Bu using a reference to, you can, for example, select one of the handlers, choose Edit -> AppleScriptObjC -> Copy as Standalone Code, and when you paste the required current application's will have been inserted for you, to get around the problem of copying code from one script to another.

(That said, I’m not sure that making up your own enums like NSCapsLockMask is a very good idea. It’s NSAlphaShiftKeyMask.)


(Phil Stokes) #4

I think it’s OK if you use your own naming convention to avoid confusion down the line.
e.g.,
BKCapsLockMask :slight_smile:


(Shane Stanley) #5

You can of course use what you like. But if you make up your own, Copy as Standalone Code isn’t going to work.


#6

I did remember script objects being mentioned in “Everyday AppleScriptObjC” but it has become a dimer memory by now. I looked at the book again and still am not sure why the script object caused a problem. I did find places where “Everyday AppleScriptObjC” mentioned how script objects can be helpful in ASObj-C.

Now I am wondering when can’t a script object be used in ASObj-C.
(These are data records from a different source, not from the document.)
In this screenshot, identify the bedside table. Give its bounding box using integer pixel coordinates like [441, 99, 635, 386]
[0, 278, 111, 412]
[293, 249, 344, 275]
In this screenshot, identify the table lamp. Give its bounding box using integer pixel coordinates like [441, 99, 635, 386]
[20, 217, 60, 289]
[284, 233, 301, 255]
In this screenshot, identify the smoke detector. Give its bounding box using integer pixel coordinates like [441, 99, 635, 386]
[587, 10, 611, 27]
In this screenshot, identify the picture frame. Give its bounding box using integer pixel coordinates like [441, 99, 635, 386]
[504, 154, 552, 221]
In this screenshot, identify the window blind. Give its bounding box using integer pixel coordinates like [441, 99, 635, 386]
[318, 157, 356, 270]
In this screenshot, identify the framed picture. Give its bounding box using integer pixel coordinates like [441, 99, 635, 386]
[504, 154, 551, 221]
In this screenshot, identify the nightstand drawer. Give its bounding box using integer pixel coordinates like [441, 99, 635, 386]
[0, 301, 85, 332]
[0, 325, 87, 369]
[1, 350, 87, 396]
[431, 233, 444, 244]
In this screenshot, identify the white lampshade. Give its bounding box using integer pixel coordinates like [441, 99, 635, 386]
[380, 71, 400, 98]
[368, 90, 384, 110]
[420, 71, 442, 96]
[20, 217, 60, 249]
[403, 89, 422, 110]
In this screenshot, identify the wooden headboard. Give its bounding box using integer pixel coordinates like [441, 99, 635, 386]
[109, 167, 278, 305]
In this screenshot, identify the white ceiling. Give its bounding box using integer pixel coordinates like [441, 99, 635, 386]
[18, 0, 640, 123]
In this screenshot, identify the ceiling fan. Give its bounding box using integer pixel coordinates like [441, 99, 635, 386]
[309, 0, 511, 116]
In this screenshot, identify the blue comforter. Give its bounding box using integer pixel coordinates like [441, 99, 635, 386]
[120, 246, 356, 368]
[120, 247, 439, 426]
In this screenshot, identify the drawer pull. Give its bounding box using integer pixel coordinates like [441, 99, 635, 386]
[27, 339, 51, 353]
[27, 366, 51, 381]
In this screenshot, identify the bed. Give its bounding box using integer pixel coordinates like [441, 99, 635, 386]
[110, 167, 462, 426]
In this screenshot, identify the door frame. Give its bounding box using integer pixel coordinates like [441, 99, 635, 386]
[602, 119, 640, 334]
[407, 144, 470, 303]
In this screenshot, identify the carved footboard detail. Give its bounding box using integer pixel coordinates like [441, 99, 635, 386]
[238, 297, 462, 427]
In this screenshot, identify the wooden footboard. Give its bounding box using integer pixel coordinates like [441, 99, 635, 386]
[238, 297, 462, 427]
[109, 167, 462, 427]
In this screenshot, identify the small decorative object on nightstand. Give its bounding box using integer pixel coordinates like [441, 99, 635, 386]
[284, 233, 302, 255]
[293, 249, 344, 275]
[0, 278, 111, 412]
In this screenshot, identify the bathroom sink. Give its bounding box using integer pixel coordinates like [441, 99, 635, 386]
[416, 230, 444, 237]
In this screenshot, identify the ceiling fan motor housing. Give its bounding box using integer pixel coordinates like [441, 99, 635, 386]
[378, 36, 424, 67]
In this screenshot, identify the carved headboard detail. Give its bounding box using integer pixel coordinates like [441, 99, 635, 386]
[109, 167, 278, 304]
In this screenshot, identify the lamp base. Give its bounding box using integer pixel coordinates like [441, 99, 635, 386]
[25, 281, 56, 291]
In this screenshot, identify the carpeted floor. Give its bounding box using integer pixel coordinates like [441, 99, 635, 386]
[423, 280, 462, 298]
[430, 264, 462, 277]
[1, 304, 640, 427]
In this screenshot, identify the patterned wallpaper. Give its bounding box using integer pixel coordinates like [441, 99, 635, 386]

Are you referring to “AppleScript standalone” or “ASObj-C standalone”? I looked in “Everyday AppleScriptObjC” but it didn’t talk about this, or more specially the word “standalone” showed up twice in a search of the book and it did not talk about this in either place.

I’m not sure what kind of data structure you are talking about. I have always though of AppleScript’s “a reference to” as being analogous to a pointer but I am not sure what that become when used with AppleScriptObjC.

I am not aware of any place I can actually look at a detailed explanation of what goes on when the bridge converts things. Another question is does the “a reference to” ever get converted to something different by the bridge in your example? I’m trying to get a general understanding of what you are saying and a general understanding of why your solution worked so I don’t just run into this problem again in a different form and get lost again.

Bill


(Shane Stanley) #7

I’m not saying they can’t be used — I’m saying that in some situations they can cause problems for Script Debugger’s debugging mode. Because debugging involves storing script objects, it becomes problematic if those objects contain pointers.

I’m guessing that somehow relates to your stability issues, but it’s really only a guess: I can’t reproduce them. On that basis, I was simply pointing out that your use of a script object simply to return a result was a potential liability.

I’m referring to the Script Debugger command Copy as Standalone Code. You can read an explanation of what it does in Script Debugger’s Help.

You’re over-thinking things. When Copy as Standalone Code sees a property that use a reference to and a number, it knows to treat it as a likely enum. It’s not used as any kind of a data structure: it’s a syntax convention.

There isn’t one. But for the purposes of this discussion, it’s entirely irrelevant.

No. Script Debugger could have used some other convention or marker, like a particular comment. It was chosen because it’s consistent with how classes and constants are declared as properties.